Benchmark Suite Results
MLPerf Storage
The MLPerf Storage benchmark suite measures how fast storage systems can supply training data when a model is being trained. Below is a short summary of the workloads and metrics from the latest round of benchmark results submissions.
Results
MLCommons results are shown in an interactive table to enable you to explore the results. You can apply filters to see just the information you want and click across the top tabs to view the results visually. To see all result details, expand the columns by clicking on the “+” icon, which appears when you hover over “System Name” and subsequent columns.
Workloads
Each workload supported by MLPerf Storage is defined by a corresponding MLPerf Training benchmark.
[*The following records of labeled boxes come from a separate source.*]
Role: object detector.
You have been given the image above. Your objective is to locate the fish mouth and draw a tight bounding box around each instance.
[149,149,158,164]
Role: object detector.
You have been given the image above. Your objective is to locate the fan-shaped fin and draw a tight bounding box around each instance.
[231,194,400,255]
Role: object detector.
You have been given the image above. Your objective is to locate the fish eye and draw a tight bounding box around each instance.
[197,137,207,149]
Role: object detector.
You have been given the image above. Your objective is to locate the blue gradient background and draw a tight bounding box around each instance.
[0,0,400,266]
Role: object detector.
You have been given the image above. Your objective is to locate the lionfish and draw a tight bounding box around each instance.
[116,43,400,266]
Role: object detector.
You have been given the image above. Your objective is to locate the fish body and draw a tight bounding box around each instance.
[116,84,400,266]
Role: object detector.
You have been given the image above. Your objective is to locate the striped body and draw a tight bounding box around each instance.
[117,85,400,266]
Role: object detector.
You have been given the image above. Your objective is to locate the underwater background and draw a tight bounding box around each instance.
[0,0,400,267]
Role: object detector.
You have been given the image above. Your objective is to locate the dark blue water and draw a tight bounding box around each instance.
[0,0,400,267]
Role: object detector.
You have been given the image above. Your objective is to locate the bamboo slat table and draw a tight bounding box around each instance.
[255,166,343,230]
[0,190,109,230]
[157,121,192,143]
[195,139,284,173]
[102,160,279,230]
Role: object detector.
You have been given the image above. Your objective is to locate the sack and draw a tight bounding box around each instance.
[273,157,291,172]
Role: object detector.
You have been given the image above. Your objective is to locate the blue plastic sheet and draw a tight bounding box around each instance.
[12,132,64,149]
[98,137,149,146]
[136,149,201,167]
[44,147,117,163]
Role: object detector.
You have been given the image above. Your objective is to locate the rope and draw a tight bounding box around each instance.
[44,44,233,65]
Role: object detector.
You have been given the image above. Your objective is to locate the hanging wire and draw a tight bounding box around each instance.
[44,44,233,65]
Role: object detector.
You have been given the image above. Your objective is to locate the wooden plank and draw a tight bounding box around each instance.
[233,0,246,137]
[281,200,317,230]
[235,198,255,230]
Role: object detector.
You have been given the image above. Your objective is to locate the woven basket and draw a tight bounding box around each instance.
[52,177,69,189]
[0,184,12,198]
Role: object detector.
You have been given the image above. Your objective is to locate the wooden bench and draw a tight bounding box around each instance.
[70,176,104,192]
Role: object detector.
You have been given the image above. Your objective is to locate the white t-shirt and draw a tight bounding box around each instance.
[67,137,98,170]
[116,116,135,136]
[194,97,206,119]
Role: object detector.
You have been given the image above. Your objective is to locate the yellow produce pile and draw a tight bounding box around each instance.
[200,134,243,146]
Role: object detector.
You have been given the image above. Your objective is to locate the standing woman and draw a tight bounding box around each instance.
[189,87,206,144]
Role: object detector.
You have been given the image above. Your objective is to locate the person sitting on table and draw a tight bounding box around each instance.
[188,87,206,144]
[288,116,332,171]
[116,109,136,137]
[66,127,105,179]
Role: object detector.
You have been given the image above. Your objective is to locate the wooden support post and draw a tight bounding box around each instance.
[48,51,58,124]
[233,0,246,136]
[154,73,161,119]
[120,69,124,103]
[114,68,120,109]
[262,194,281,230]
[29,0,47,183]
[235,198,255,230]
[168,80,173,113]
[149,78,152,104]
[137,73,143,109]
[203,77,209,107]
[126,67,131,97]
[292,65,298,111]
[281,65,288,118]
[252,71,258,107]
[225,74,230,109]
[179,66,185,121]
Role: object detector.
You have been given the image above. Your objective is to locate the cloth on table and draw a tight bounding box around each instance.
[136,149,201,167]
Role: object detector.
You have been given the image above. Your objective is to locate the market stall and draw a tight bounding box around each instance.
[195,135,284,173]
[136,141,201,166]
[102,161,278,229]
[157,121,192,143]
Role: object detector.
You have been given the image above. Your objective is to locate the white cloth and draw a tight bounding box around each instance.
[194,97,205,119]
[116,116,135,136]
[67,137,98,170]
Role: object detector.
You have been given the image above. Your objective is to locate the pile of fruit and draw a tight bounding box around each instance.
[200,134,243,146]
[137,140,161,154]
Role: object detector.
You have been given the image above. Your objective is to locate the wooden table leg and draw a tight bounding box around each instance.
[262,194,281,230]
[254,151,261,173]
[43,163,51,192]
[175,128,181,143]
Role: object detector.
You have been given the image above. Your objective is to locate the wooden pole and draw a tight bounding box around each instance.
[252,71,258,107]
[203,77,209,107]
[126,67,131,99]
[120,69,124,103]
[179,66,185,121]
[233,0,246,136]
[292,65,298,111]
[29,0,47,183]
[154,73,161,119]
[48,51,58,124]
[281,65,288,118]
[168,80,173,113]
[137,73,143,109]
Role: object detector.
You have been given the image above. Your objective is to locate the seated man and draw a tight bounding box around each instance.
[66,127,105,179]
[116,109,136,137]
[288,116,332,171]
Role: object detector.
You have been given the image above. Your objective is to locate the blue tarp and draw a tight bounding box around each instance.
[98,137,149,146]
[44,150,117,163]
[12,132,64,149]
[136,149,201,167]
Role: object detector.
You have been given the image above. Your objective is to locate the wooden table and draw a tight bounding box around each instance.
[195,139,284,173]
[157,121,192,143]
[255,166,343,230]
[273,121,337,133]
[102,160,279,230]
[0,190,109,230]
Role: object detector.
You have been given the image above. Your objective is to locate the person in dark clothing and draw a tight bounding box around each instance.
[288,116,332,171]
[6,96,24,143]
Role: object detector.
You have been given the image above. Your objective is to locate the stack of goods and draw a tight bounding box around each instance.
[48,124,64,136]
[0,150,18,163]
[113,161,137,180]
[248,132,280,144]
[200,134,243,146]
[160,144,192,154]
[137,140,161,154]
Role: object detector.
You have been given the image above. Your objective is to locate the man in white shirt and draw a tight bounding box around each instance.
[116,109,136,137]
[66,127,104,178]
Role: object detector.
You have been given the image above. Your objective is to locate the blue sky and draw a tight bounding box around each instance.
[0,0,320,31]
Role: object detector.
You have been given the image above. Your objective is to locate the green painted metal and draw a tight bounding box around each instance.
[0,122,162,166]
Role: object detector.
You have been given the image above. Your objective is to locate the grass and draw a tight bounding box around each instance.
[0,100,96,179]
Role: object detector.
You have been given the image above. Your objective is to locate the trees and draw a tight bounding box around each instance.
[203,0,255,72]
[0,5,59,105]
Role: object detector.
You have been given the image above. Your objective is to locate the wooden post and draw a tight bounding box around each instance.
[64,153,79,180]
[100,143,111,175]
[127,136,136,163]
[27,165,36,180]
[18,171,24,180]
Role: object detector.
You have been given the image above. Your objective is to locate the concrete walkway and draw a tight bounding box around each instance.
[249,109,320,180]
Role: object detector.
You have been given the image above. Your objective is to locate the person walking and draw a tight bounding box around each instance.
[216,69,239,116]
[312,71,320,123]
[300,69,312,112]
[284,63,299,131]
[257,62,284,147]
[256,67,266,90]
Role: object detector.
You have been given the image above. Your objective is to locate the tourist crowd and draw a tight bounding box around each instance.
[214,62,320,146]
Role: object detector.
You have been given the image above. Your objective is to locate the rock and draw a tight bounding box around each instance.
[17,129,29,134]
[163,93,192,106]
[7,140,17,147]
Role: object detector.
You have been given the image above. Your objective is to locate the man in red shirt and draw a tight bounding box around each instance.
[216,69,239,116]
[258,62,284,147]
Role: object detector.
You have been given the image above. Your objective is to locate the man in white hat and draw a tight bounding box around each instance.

The following table summarizes the workloads in this version of the benchmark (the rules remain the official source of truth):
Area | Task | Model | Nominal Dataset | Latest Version Available |
---|---|---|---|---|
Vision | Medical image segmentation | 3D U-Net | KITS 2019 (602x512x512) | v1.0 |
Vision | Image classification | ResNet50 | ImageNet | v1.0 |
Scientific | Cosmology parameter prediction | CosmoFlow | CosmoFlow N-body simulation | v1.0 |
Language | Language processing | BERT-large | Wikipedia (2.5KB/sample) | v0.5 |
The dataset is referred to as a “nominal dataset” above because the MLPerf Storage benchmark simulates the above named real datasets using synthetically generated populations of files where the distribution of the size of the files matches the distribution in the real dataset. The size of the dataset used in each benchmark submission is automatically scaled to a size that prevents significant caching of the dataset in the systems actually running the benchmark code.
Divisions
MLPerf aims to encourage innovation in software as well as hardware by allowing submitters to reimplement the reference implementations. There are two Divisions that allow different levels of flexibility during reimplementation:
- The Closed division is intended to allow comparisons between storage systems in an “apples-to-apples” fashion and requires using a fixed set of benchmark tunables and options when running the benchmark.
- The Open division is intended to foster innovation, to show how performance could be increased if some changes were made. As a result, it allows using different data storage formats, access methods, tunables, and options.
- See the rules for specifics on what can be changed in each Division.
Availability
MLPerf divides benchmark results into categories based on the availability of the storage solution:
- Available on premise – shows results for systems that are available in a customer datacenter.
- Available via the ALCF Discretionary Allocation Program – shows results for systems that are available in the Argonne National Laboratory Discretionary Allocation Program.
- Research, Development, or Internal (RDI) – contains experimental, in development, or internal-use hardware or software.
Submission Information
Each row in the results table is a set of results produced by a single submitter using the same software stack and hardware platform. Each Closed division row contains the following information:
Each row in the results table contains the following information for each workload submitted:
Throughput
This is the maximum performance the storage system was able to deliver while maintaining all the accelerator(s) at 90% utilization or above (ie: no more than 10% of the time were the accelerator(s) idle and waiting for the storage system to deliver data). It is reported as both “samples/second”, a metric that should be intuitively valuable to AI/ML practitioners, and as “MB/s”, a metric that should be intuitively valuable to storage practitioners.
Number of Simulated Accelerators
The number of simulated accelerators active during this test; ie: how many accelerators of the given type can this storage system keep busy.
Dataset Size
Since the dataset used in this test was synthesized and must be of a size to prevent significant caching of data in the compute node(s) running the benchmark, the size of the dataset used in this test is reported here.